Adapun hingga kuartal 1-2026, BSI telah mengeluarkan biaya modal belanja alias capital expenditure untuk teknologi informasi (capex IT) sebesar Rp 121 miliar.
"Hal ini dilakukan guna mendukung visi BSI untuk bisa masuk dalam tatanan bank syariah berstandar global," kata Wisnu.
Senada, PT Bank CIMB Niaga Tbk (BNGA) juga tidak main-main mengoptimalkan skala bisnis digitalnya. Untuk tahun 2026 ini, CIMB Niaga menganggarkan lebih dari Rp 1 triliun untuk capex IT.
Presiden Direktur CIMB Niaga Lani Darmawan menyebut, anggaran capex IT itu akan digunakan untuk memperkuat jaringan data, keamanan siber, hingga pemutakhiran layanan.
Adapun Lani bilang, CIMB Niaga memang konsisten menyiapkan anggaran capex IT yang besar setiap tahun. Itu dilakukan guna mendorong pertumbuhan bank di tengah persaingan industri.
"Budget capex IT kami konsisten secara tahunan berada di sekitar angka Rp 1 triliun," kata Lani.

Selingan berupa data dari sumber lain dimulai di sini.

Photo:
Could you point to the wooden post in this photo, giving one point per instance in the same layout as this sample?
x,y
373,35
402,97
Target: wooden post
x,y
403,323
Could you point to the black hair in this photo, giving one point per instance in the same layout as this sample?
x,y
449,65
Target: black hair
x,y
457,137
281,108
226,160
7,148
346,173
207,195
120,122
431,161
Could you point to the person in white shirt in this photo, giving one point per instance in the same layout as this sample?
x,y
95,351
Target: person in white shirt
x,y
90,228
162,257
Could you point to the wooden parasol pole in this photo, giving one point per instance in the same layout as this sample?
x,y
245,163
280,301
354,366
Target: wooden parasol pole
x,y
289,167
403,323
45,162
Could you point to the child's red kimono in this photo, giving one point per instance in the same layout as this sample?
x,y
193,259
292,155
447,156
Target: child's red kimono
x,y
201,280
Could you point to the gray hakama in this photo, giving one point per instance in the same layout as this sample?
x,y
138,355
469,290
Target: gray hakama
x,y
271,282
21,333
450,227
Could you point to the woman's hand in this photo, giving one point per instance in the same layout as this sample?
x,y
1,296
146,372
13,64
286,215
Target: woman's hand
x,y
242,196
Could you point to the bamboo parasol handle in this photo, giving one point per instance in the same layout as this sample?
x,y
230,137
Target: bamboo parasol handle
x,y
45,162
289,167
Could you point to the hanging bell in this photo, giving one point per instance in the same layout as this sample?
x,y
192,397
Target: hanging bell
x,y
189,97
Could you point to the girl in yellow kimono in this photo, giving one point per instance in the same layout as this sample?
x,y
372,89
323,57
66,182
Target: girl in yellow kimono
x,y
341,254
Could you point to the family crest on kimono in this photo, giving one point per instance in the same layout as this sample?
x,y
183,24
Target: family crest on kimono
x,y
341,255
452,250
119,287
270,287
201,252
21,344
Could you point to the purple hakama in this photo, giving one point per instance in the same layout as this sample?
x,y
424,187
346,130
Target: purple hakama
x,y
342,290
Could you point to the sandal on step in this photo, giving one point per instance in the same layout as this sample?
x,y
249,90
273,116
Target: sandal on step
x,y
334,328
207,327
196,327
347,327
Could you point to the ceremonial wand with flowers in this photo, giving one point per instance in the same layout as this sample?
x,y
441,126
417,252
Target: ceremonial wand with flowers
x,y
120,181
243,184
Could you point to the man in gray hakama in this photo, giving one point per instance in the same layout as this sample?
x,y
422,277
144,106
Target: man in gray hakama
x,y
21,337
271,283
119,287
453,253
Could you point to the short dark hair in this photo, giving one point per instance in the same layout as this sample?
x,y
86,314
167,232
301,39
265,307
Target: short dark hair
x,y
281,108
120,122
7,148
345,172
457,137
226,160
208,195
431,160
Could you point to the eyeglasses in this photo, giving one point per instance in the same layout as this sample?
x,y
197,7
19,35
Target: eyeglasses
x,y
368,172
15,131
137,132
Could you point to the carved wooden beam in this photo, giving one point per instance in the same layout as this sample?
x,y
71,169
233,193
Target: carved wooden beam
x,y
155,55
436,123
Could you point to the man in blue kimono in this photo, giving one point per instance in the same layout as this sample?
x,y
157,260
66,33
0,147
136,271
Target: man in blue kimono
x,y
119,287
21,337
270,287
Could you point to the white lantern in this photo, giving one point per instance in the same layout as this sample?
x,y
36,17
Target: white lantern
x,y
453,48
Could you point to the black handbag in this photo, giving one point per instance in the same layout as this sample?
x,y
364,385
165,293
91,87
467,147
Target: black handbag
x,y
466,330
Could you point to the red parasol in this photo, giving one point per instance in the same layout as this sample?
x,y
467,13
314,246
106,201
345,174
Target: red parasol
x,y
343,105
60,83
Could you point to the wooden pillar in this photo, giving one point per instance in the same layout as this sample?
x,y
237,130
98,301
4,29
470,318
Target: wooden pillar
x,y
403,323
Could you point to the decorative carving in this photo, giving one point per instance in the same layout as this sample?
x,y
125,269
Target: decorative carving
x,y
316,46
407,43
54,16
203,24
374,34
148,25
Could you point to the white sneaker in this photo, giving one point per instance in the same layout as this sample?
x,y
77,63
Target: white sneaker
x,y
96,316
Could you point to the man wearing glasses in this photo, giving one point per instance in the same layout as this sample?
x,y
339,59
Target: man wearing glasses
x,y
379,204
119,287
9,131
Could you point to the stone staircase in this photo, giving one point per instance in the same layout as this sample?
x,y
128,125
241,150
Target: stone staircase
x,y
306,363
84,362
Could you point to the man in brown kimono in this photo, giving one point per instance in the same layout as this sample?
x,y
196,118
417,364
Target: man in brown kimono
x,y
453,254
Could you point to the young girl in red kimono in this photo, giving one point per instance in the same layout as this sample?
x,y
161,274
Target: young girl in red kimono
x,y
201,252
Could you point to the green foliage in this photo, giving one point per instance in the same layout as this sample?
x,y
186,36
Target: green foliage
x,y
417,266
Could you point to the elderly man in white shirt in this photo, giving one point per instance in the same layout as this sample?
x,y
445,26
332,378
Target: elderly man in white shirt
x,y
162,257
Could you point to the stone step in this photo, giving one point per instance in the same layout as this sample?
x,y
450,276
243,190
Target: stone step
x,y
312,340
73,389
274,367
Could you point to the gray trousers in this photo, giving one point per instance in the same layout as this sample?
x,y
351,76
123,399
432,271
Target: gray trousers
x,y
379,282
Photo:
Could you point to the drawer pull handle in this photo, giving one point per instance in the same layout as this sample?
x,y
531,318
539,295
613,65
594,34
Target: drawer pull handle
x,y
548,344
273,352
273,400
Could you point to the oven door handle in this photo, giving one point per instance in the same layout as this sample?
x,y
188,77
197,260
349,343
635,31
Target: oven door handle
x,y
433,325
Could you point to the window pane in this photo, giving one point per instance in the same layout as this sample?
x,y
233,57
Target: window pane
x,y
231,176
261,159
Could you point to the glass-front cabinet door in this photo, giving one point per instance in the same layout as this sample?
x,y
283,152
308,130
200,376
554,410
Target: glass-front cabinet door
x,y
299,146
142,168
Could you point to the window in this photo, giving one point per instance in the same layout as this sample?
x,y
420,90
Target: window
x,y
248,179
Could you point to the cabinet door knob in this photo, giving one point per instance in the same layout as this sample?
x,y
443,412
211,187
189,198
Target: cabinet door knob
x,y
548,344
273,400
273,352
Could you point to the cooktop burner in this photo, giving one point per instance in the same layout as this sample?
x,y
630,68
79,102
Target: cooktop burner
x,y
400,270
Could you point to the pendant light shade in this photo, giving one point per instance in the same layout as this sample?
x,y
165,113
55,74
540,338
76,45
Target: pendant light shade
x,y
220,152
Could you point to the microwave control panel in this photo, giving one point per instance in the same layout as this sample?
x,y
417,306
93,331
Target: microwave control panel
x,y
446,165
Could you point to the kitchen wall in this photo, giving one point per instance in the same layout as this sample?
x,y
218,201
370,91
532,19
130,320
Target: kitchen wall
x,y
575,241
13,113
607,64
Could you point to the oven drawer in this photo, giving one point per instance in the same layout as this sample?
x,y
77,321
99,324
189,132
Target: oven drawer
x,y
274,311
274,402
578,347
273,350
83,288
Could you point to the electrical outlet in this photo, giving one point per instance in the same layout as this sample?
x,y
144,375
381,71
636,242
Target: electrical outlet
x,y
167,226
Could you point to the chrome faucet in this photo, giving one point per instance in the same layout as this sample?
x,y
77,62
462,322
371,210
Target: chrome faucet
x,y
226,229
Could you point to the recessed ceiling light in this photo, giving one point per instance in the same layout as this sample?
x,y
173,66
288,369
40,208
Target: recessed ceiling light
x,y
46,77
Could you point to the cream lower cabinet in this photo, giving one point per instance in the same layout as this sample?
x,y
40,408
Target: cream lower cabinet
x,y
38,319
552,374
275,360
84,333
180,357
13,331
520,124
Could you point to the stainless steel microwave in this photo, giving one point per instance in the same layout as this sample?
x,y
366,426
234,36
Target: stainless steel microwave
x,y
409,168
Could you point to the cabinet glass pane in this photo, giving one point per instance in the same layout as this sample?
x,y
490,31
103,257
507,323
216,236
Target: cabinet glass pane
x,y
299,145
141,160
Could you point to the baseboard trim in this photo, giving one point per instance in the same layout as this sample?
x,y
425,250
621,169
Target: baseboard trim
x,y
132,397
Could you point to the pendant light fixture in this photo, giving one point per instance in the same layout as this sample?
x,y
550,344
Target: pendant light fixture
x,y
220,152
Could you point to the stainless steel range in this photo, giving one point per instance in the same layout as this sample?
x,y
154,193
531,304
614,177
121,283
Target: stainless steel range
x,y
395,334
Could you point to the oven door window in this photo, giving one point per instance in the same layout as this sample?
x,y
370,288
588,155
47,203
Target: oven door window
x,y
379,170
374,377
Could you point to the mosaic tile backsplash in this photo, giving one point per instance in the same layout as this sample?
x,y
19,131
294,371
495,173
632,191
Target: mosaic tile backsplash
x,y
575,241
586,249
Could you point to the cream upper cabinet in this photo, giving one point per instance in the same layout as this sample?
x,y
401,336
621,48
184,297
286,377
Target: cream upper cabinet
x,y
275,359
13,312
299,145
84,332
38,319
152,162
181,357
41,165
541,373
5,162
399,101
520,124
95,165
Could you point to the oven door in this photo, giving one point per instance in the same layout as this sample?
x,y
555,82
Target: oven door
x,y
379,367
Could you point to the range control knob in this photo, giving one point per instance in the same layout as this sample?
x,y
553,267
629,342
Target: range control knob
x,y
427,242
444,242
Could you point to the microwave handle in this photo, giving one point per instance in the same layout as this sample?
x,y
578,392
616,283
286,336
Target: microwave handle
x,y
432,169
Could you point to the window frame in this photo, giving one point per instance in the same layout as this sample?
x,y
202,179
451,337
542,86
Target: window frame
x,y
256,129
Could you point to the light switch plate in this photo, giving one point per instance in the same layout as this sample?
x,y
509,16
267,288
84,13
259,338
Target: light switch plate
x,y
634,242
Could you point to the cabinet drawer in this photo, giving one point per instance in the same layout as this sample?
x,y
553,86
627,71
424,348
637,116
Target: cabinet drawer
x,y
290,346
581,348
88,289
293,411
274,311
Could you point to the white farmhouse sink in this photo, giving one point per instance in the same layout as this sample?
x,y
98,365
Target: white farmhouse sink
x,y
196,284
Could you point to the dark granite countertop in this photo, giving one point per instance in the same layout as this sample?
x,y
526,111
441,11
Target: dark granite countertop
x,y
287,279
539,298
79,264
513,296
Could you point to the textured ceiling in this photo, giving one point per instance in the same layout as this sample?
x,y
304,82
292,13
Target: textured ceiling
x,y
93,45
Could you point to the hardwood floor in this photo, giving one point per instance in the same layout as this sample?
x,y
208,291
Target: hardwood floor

Baca Juga: Tenor KPR Akan Diperpanjang Hingga 40 Tahun, Bank Siapkan Strategi Agar Tak Macet
CIMB Niaga memang saat ini tengah memfokuskan perkembangan layanan digitalnya sejalan dengan minat nasabahnya yang kian beralih ke layanan non-fisik.
Ini tercermin dari data transaksi CIMB Niaga. Hingga kuartal 1-2026, CIMB Niaga mencatat 90,6% transaksi keuangan nasabahnya sudah dilakukan lewat kanal digital.
PT Bank KB Indonesia Tbk (KB Bank) juga tidak ketinggalan mendorong digitalisasi. Direktur Utama KB Bank, Kunardy Darma Lie bilang, penguatan digital harus dilakukan guna memberi layanan yang unggul pada nasabah.
Kunardy menyebut, investasi digital KB Bank tahun ini lebih difokuskan pada keamanan siber serta efisiensi operasional.
"KB Bank juga melanjutkan modernisasi core banking dan infrastruktur sistem pembayaran untuk mendukung peningkatan transaksi digital, interoperabilitas pembayaran, serta layanan keuangan yang lebih cepat dan efisien," tambahnya.
Menurut Kunardy, digitalisasi layanan di industri perbankan sudah bukan pilihan lagi, tapi hal yang harus dilakukan. Teknologi adalah fondasi strategis untuk memperkuat daya saing dan pengelolaan risiko di era digital.